Set designer Daniel Ostling’s “stage” is a great reflecting pool bordered by a narrow wooden walkway, with a great doorway, a handsomely upholstered chair, a large cloudscape and a glittering chandelier serving as iconic markers. And the cast of 10 shape-shifting actors, many of them veterans of earlier versions of this show, dive fearlessly into the pool to enact the many “sea changes” — some harrowing, some easily enchanting. some broadly comic, many with the ache of imperfect love, and all with a sense of “then and now” — endured by gods and mortals alike.
The first myth out of Zimmerman’s Pandora’s box is the story of Midas (Raymond Fox), the wealthy, self-made businessman who wishes everything he touches would turn to gold. And so it does, including, most tragically, his much-neglected young daughter (Anjali Bhimani), whose leap of affection turns tragic. This is not the only myth about greed. Erysichthon (Chris Kipiniak), who has nothing but disregard for the gods and their sacred forests, is punished with the curse of endless hunger, and he ends up devouring himself.

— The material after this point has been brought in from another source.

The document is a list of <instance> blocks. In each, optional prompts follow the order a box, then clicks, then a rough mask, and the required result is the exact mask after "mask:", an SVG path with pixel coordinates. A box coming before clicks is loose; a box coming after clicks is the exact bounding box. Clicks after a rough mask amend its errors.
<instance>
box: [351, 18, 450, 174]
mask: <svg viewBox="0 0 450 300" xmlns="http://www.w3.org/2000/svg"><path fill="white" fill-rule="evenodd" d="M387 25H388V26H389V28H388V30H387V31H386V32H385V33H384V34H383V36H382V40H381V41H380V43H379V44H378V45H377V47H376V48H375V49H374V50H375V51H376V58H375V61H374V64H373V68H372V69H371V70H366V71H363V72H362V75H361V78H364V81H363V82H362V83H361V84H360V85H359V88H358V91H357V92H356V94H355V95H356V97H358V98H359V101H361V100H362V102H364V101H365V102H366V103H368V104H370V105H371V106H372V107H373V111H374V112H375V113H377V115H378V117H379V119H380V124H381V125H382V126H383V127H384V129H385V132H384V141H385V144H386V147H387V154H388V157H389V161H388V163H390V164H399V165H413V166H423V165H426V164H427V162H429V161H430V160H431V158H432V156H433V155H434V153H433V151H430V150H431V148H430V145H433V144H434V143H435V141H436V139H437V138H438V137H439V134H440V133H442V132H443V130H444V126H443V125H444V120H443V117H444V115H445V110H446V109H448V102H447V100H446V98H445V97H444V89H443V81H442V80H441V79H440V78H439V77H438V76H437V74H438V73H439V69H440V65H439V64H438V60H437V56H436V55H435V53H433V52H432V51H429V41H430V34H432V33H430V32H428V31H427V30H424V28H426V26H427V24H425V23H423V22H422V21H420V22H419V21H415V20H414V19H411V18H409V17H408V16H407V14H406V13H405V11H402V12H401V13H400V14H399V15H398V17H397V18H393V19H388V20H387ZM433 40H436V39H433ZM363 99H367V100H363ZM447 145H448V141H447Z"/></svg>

Several distinctly Freudian-laced myths are played out here to marvelous effect, too. In one, Myrrha (Bhimani, a tiny, powerhouse actress who truly dances with the water) falls madly in love with her father (Kipiniak) and is undone by incest. In another (hilarious) sequence, a rich kid, Phaeton (the incomparable, seemingly ageless Doug Hara), consults a shrink (Marilyn Dodds Frank, an actress of knife-sharp wit) to talk about his troubled relationship with his dad, god of the sun, while floating on a “couch” in the form of an inflatable plastic raft. And in the most erotically tinged tale of all, Eros (Hara, nude aside from a pair of feathery white wings) conjoins with Psyche (the alluring Anne Fogarty) in a way that suggests great love invariably leaves the wound of wisdom.
Usman Ally and Louise Lamson — actors of enormous charisma and grace — bring fearsome ferocity to the tale of Ceyx and Alcyon, a couple so distraught by the early death of one that the gods take pity and reunite them as seabirds. Lamson also is beguiling as the girl who embodies spring, who tries to fend off the tireless efforts of her suitor (the fleet and funny Lawrence E. DiStasi), who assumes many disguises.
Zimmerman gives us two very different versions of the Orpheus and Eurydice myth (starring Ally and Lauren Orkus), with the second a startling commentary on the perceptions of the dead vs. those they leave behind. But ever the romantic, she ends the show with the story of Baucis and Philemon, the old married couple whose love and decency are rewarded when, upon their deaths, they morph into intertwining trees.
Zimmerman’s unique collaborators — Mara Blumenfeld (costumes), T.J. Gerckens (lighting), Andre Pluess (sound) and Willie Schwarz (music) — possess their own transformative tricks. And together, the Lookingglass company casts a spell quite unlike anything else around.